Status of the AgroTagger service and its integration into Drupal and DSpace

Yesterday, 1st September 2010, our group in FAO attended a presentation by Rahul Samaddar (IIT Kanpur) on the status of the AgroTagger service (more info on AgroTagger here).

 

Other meetings with Rahul are planned for the next two days. This is just a short summary of the first day.

The AgroTagger service is almost ready as a really interoperable web service: it will be a java application exposing a URL that can be called, that will accept text or the URL of a PDF and will return the selected Agrovoc terms (as text string at the beginning, then as XML and perhaps Json soon). For the moment, they implemented sort of an un-documented API that they use from PHP to push the document to their AgroTagger application server and have it indexed.

The current web page giving access to the service is:

http://agropedialabs.iitk.ac.in/Tagger/

 

The AgroTagger Drupal module that has been developed is not a client module (allowing to index Drupal nodes) as expected, but an interface to the AgroTagger service itself: it creates a page on the Drupal website that allows to send text or a PDF to the AgroTagger and display the resulting terms.
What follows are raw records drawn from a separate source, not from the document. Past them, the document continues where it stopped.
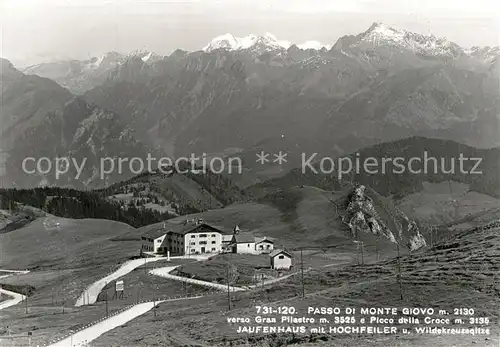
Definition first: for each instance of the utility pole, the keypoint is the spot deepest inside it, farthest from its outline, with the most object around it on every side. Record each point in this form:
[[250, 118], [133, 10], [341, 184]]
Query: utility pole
[[361, 244], [399, 274], [107, 310], [302, 273], [154, 301], [228, 288], [26, 299]]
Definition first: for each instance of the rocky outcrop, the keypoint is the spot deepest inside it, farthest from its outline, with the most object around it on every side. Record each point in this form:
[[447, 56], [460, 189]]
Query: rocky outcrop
[[364, 218]]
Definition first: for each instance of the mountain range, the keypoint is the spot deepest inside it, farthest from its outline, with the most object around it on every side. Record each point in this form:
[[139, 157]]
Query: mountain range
[[239, 96]]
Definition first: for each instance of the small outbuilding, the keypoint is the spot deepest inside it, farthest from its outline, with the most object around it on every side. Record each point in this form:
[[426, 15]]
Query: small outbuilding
[[280, 259]]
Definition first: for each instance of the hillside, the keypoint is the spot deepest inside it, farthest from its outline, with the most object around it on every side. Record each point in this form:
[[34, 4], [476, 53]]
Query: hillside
[[454, 274], [61, 243], [389, 179], [179, 193], [69, 203]]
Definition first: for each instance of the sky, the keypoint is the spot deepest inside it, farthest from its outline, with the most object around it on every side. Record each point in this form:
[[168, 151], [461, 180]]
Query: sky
[[35, 31]]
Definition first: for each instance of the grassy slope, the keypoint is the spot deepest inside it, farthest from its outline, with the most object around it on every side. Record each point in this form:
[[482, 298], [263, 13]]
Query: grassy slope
[[454, 274], [443, 203], [74, 244]]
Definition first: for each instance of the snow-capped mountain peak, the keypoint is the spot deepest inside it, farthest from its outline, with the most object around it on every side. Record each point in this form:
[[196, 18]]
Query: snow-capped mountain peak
[[232, 43], [266, 42], [313, 45], [383, 34]]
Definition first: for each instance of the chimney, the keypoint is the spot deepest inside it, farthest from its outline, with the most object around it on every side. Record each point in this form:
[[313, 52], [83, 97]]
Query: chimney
[[236, 229]]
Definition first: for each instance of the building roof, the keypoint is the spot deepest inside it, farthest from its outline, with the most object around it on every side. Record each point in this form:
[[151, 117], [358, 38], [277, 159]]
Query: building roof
[[279, 251], [244, 238], [182, 229], [262, 239], [227, 237], [155, 233]]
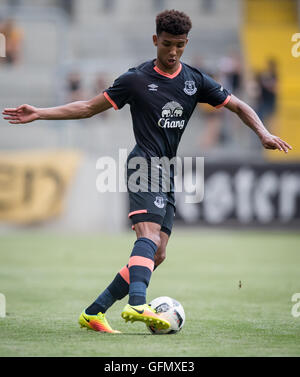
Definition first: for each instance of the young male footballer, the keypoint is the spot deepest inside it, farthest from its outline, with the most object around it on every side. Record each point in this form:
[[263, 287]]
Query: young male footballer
[[162, 94]]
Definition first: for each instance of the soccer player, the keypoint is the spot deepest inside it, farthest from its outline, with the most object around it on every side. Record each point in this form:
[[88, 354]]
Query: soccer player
[[162, 94]]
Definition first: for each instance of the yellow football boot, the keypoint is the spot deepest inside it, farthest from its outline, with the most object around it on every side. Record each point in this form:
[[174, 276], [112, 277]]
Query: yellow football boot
[[145, 314], [96, 322]]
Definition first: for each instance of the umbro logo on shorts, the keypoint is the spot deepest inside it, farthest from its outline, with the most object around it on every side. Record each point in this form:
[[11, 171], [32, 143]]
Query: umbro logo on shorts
[[152, 87], [159, 202]]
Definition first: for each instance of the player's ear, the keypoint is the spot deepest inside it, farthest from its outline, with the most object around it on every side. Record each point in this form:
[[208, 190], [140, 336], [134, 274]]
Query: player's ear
[[154, 39]]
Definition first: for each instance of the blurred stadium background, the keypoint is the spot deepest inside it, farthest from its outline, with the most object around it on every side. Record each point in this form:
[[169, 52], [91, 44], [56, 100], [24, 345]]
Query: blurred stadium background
[[241, 281], [60, 51]]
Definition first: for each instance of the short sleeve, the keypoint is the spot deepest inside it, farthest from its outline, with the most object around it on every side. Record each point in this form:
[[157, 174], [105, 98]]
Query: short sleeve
[[212, 92], [119, 94]]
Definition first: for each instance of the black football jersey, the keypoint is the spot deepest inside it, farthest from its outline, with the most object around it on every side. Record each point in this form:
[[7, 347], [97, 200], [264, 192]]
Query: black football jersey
[[161, 104]]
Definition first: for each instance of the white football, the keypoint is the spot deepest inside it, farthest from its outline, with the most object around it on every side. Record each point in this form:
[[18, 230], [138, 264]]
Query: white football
[[172, 311]]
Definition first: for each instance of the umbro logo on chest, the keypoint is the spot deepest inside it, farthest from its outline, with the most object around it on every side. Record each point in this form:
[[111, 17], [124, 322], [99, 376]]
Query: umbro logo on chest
[[152, 87]]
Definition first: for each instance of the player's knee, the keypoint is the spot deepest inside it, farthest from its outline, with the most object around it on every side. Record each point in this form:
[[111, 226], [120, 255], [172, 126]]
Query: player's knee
[[159, 258], [155, 237], [149, 231]]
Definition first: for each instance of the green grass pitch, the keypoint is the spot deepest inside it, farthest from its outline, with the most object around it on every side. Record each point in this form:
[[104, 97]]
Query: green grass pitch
[[49, 279]]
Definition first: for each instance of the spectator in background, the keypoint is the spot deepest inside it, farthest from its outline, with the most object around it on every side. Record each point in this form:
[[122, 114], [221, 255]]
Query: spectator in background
[[208, 6], [158, 5], [267, 92], [13, 40]]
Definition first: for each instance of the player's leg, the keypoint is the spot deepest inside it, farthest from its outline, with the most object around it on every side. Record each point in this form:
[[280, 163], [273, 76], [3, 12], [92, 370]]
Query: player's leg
[[141, 265]]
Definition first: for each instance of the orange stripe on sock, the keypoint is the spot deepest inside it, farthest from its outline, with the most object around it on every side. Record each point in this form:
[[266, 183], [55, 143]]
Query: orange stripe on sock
[[141, 261], [124, 272]]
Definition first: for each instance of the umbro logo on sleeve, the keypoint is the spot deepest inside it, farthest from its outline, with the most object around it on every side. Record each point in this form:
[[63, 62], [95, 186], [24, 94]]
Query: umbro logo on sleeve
[[152, 87]]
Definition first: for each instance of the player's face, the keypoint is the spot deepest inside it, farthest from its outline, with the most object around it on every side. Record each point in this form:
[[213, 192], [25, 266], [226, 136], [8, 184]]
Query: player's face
[[169, 50]]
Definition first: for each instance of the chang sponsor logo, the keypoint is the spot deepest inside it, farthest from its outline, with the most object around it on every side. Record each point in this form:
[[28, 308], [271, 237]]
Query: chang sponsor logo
[[171, 111]]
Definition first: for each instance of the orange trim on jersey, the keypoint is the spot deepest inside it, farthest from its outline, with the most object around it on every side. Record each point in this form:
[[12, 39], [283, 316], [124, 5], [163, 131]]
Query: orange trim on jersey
[[224, 103], [110, 100], [137, 212], [141, 261], [124, 272], [170, 76]]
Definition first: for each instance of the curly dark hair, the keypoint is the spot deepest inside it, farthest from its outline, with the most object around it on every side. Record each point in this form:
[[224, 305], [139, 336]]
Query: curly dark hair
[[173, 22]]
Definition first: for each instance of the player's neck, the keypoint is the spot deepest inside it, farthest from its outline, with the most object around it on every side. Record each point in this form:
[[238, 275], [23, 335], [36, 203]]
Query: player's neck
[[165, 69]]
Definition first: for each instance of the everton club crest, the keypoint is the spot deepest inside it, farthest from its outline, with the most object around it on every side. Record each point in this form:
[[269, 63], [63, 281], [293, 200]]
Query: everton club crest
[[190, 88]]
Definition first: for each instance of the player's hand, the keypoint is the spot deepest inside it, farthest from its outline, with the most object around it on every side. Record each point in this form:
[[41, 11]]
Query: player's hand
[[20, 115], [270, 141]]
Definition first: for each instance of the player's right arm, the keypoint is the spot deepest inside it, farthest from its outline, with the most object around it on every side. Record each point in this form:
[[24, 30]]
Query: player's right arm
[[74, 110]]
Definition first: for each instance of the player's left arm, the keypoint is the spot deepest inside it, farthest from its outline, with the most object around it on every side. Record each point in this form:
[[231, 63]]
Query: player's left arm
[[251, 119]]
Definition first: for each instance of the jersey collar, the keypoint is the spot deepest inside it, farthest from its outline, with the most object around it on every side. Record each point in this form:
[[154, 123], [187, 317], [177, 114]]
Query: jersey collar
[[170, 76]]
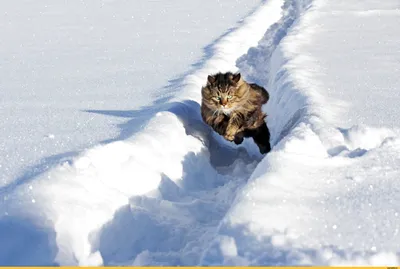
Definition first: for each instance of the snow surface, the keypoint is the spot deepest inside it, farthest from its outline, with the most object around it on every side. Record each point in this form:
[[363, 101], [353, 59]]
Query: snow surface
[[169, 191]]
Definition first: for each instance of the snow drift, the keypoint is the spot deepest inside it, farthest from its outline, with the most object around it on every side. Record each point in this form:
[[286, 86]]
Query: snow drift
[[177, 194]]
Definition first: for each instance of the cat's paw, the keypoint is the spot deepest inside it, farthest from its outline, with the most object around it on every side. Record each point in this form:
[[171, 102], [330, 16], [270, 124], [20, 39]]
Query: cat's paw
[[238, 139], [230, 135]]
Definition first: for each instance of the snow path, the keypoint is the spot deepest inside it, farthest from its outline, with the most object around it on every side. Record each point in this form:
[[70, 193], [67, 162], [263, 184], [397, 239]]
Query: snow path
[[177, 194], [154, 198], [326, 195]]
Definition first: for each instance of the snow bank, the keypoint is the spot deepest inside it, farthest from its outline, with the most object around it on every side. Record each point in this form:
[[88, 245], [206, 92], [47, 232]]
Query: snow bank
[[325, 195], [131, 201]]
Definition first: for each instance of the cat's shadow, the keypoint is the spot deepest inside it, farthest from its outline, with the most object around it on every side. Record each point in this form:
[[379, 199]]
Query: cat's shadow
[[222, 153]]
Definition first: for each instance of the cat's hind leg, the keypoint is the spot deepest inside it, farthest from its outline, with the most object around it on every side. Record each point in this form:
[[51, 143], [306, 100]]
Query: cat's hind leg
[[261, 137], [239, 137]]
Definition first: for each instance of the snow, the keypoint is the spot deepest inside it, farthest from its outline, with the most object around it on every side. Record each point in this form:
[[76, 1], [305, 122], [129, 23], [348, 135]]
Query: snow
[[162, 188]]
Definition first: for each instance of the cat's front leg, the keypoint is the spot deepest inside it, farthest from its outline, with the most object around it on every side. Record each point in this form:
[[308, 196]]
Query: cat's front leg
[[232, 129]]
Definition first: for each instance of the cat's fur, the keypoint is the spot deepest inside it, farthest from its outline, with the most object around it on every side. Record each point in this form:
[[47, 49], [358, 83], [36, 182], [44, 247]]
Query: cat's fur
[[232, 107]]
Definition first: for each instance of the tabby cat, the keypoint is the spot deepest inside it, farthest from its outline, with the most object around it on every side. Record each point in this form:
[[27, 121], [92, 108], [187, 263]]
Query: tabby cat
[[232, 107]]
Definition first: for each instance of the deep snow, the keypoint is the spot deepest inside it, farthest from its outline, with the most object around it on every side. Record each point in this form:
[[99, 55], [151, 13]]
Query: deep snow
[[173, 193]]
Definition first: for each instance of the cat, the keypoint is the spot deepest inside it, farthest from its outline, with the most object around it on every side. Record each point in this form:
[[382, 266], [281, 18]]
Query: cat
[[232, 107]]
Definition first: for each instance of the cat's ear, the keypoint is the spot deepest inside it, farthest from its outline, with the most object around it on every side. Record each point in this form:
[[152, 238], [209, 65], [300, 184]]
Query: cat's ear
[[236, 77], [210, 79]]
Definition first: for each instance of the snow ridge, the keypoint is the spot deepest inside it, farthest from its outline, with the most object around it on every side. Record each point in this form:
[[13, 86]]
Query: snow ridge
[[301, 205]]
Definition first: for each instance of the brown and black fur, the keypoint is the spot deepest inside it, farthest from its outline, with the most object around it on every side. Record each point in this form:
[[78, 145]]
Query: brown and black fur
[[232, 107]]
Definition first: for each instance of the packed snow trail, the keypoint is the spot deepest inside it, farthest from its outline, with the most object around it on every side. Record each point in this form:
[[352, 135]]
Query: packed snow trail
[[154, 198], [329, 193], [177, 194]]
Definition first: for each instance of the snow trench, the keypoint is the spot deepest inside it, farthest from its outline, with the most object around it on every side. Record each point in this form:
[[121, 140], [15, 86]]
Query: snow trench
[[164, 195]]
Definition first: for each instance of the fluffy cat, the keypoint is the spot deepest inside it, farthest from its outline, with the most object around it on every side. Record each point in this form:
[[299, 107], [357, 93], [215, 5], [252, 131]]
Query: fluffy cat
[[232, 107]]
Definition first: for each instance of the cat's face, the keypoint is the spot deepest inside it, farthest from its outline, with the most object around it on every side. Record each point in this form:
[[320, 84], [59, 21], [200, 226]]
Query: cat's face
[[223, 92]]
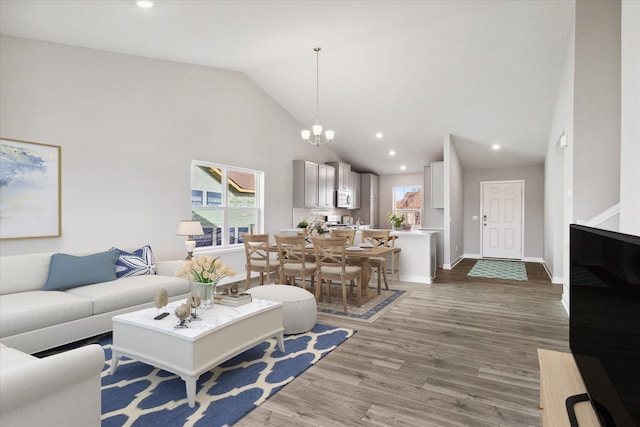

Although different from what expected, since it is apparently easy to make this Drupal page act as a URL accepting parameters and returning XML, the potential of implementing a RESTful AgroTagger web service on any Drupal installation is of high interest to us anyway and in the next days we will work on an implementation of the service on our server.

Once the web service is available, developing a client script in any Drupal installation will not be difficult, even without a module.

Another interesting achievement of the IIT team in Kanpur is their collaboration with ICRISAT for the implementation of a DSpace AgroTagger plugin for automatic indexing: the plugin was used in the ICRISAT repository DSpace installation and it successfully indexed 2000 documents. The remaining 1000 documents were scanned images instead of native PDFs so some semantics were lost, but they managed to do some lower-quality indexing anyway by using some OCR software and converting to PDF. An impressive result.

They are now waiting until the plugin is "standardized" for any DSpace installation and then they will release it for the DSpace community.